Он приподнял её и, с мягкой точностью, усадил на противоположное сиденье.
— Я не могу заниматься любовью с Вами в карете, или где бы то ни было, мадам. Прошу меня простить.
Глава 10
Эмма раскрыла рот, но не проронила ни слова.
— Ваша просьба, — сказал Керр, наблюдая за ней, — Ваша единственная просьба перед тем, как выйти за того богатого торговца.
С минуту она беспомощно глядела на него, и тогда истина — или отсутствие таковой — постепенно дошли до её рассудка.
— Почему нет?
— Это было бы неправильно, — произнёс он.
Эмма почувствовала взрыв настоящей ярости. Этот мужчина, который согласно слухам спал с таким количеством француженок, что, вероятно, даже во сне бормотал je t'aime [18], смеет становиться моралистом с таким опозданием?
— После всего, что было между нами? — сказала она, в её голосе зазвучало предостережение на тот случай, если он полагает, что она хорошенькая французская крошка, которую можно уложить в постель и забыть. Как теперь она думала об этом, Керр обошёлся с Эмили просто безобразно.
Если бы Эмили действительно существовала, конечно.
Гил смотрел на её губы, явно потеряв нить разговора, так что Эмма втянула свою нижнюю губку и медленно вытолкнула её снова, просто чтобы напомнить ему, какой мягкой была эта губа, когда она соприкасалась с его ртом.

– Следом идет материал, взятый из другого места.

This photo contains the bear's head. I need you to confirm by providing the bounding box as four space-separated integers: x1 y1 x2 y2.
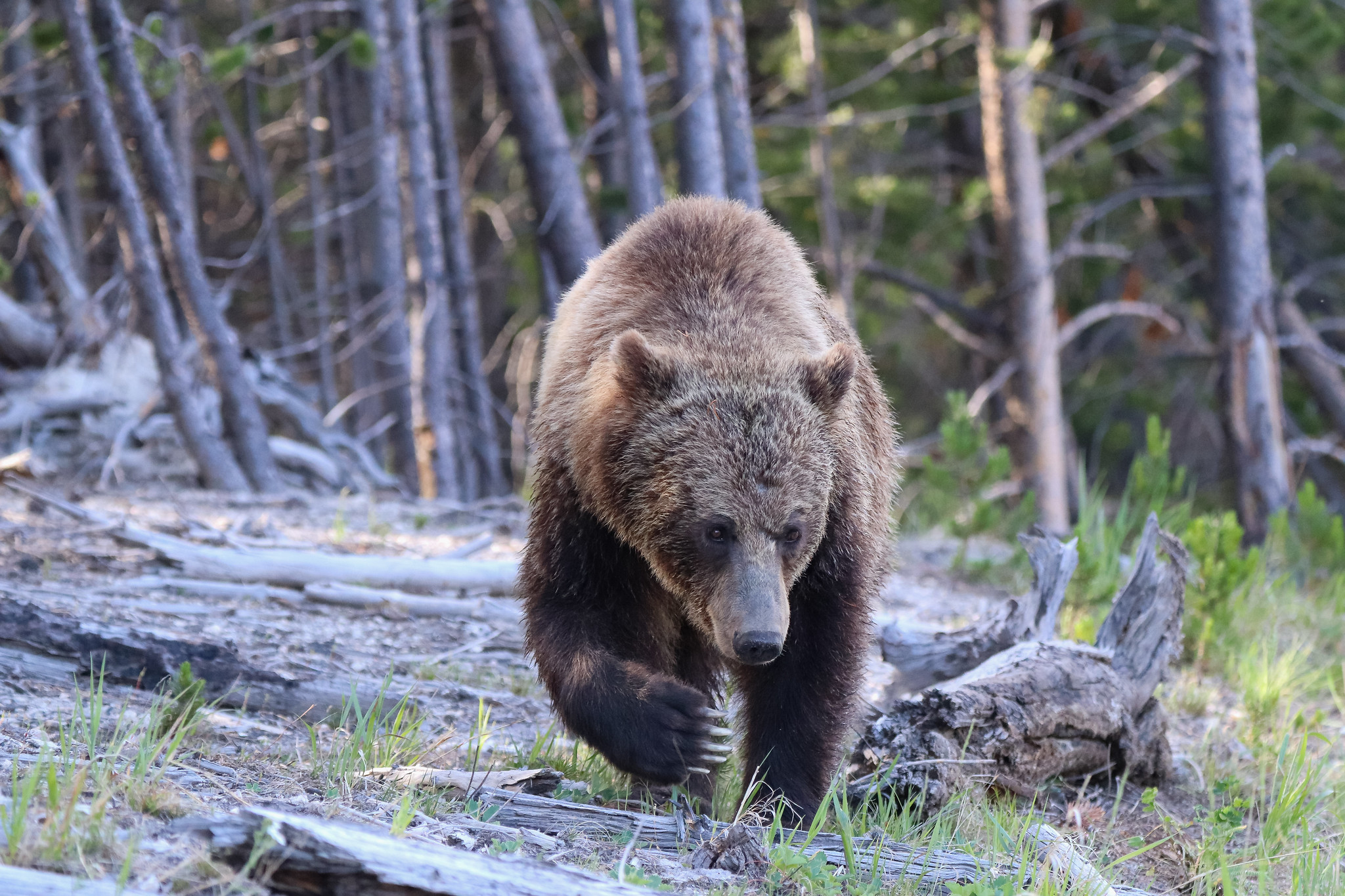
601 329 858 665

— Подумай о Париже, — сказала она, голосом нежным и настолько похожим на зов сирены, насколько было возможно.
— Мысли о Париже меня никогда ни к чему хорошему не приводили, — возразил Керр. — Поскольку я не помню и половины того, что было.
— Как ты мог забыть меня? — В её голосе звучало неподдельное возмущение. В конце концов, он забыл её, там, в Сент-Олбанс. Даже если учесть, что он никогда не видел её в таком виде, в каком предположительно видел Эмили, всё равно это было дезертирством.
— Я ждала тебя, — проговорила Эмма тихим и слабым голосом, опустив ресницы, как обычно проделывала Бетани, когда ссорилась с мужем.
— Ты ждала? — спросил он, не попадаясь на уловку. — Крайне лестно.
— Скорее, глупо, — огрызнулась она.
— Что ж, однако, ты быстро вышла замуж вскоре после этого… Или я помог тебе в совершении адюльтера?
— Мой Пьер уже был дряхлым стариком к тому времени, когда мы встретились, — сказала Эмма. — Этот бедняга был ни на что не годен, кроме как лежать в постели.
— Судя по всему у нас с Пьером много общего, — заметил Гил.
— Но не в самых важных аспектах, — проговорила она, наклоняясь к нему, и так же бесстыдно, как любая райская пташка, обвела языком форму его нижней губы. В конце концов, разве он не говорил, что французские женщины быстро учатся? Она наполовину может претендовать на принадлежность к французской нации.
Эмма услышала, что дыхание её жениха стало неровным, но он ничего не сказал.
Тогда она придвинулась ещё ближе и положила руку ему на колени. Там можно было почувствовать мышцы, сильные и гладкие под её ладонью, умолявшие её провести рукой выше к его …
Керр отодвинулся так быстро, что она едва не утратила равновесие и не врезалась в стену кареты.
— Я терял достоинство в Париже слишком много раз, ma petite [19], — произнес он, и в его голосе прозвучала некая непреклонность, поведавшая Эмме, что она только что проиграла сражение. — Неважно, насколько ты соблазнительна, я не сделаю этого снова.
— Кто бы мог подумать, что ты превратишься в святого? — произнесла она с раздражением. — По слухам ты был повсеместно добр к женщинам моей национальности.